婚外恋愛の数々も...石原慎太郎氏、破格「自伝」の凄さ。

 今年(2022年)2月、89歳で亡くなった石原慎太郎氏が「自分と妻」の死後の出版のために書いた自伝が、本書『「私」という男の生涯』(幻冬舎)である。数々の女性遍歴についても赤裸々に綴り、覚悟のほどが伝わってくる内容だと評判になっている。

book_20220714202715.jpg

 1956年、『太陽の季節』で芥川賞を受賞し、文壇デビュー。「太陽族」という社会現象まで生み出した流行作家であり、その映画化に伴いデビューした国民的俳優・石原裕次郎の兄であり、国会議員、東京都知事を長く務めた政治家という3つの顔を持った人だ。いずれの領域でもメジャーで華やかな存在だった人のあけすけな「自伝」だから、面白くないはずがない。ベストセラーになっているのもうなずける。

◼️20年かけて周到に準備

 家庭環境から幼少時代、学生時代、作家になってから、政治家としての活動、そして晩年とバランスよく記述している。書き出しに「六十五歳を前にしてこれを書き始め」とあるから、20年以上かけて周到に準備されたものであることがわかる。
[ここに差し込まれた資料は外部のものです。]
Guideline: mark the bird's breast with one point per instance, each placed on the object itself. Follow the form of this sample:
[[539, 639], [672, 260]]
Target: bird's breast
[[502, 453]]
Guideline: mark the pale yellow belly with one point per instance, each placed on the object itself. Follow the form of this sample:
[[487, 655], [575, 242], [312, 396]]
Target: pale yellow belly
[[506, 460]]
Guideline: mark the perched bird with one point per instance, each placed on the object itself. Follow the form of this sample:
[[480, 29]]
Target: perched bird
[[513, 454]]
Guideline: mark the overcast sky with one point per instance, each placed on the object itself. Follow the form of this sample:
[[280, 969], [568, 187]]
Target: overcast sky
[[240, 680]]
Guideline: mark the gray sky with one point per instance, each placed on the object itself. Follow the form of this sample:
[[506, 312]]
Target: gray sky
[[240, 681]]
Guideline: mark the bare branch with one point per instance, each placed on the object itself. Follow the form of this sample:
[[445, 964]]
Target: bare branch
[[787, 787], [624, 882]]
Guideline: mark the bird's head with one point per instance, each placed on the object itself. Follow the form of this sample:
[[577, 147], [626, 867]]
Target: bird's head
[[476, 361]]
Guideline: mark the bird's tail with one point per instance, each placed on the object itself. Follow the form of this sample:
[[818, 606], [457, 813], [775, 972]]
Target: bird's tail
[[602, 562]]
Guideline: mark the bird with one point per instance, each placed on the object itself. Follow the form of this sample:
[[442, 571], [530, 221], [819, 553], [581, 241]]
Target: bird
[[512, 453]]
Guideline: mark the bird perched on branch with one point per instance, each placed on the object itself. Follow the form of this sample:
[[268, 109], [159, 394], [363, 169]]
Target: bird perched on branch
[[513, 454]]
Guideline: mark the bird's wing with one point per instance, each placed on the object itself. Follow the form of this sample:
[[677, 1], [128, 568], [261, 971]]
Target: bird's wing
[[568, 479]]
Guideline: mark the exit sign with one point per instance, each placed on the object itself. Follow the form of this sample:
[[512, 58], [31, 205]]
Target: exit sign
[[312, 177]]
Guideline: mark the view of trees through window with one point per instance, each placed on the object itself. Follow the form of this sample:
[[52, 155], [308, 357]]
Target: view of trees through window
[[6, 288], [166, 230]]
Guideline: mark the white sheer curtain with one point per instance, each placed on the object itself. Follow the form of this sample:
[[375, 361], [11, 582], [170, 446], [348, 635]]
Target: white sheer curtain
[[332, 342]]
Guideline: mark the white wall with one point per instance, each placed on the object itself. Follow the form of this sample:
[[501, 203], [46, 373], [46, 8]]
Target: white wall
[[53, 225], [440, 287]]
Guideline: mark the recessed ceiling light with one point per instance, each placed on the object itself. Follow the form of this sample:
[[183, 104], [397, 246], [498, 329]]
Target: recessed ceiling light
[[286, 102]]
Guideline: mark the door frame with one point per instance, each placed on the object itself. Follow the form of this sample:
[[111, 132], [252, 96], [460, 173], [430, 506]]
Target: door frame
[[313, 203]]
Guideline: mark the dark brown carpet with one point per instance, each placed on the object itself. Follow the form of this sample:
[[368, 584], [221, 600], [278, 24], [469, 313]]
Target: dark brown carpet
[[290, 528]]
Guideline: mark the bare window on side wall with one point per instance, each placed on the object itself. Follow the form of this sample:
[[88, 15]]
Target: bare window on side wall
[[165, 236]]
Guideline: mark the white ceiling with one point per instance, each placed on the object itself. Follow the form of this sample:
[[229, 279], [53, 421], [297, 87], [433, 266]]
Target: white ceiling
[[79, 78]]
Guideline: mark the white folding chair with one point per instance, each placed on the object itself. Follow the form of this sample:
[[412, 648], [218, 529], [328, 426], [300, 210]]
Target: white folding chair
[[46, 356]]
奥付に「この自伝は著者の死後発売される目的で書かれた作品です。生前に、著者は校正ゲラのチェックを四度済ませております」とある。

 その執念はどこから生まれたものだろうか? 「この文章を誰のためにでもなく、突然、ただ私自身のためにと思って書き出してから......」とある。それも本意だろうが、作家として死後に正当な評価を受けたい、文学者・石原慎太郎研究の第1次資料を残したいという思いもあったのでは、と推測する。

 なぜなら、デビュー作『太陽の季節』について言及されることは多いのだが、以降の作品はあまり評価されたとは言い難いからだ。同作についても文芸評論家・斎藤美奈子氏は『日本の同時代小説』(岩波新書)で、「小生意気な遊び人の高校生を描いた不良小説」と切り捨てている。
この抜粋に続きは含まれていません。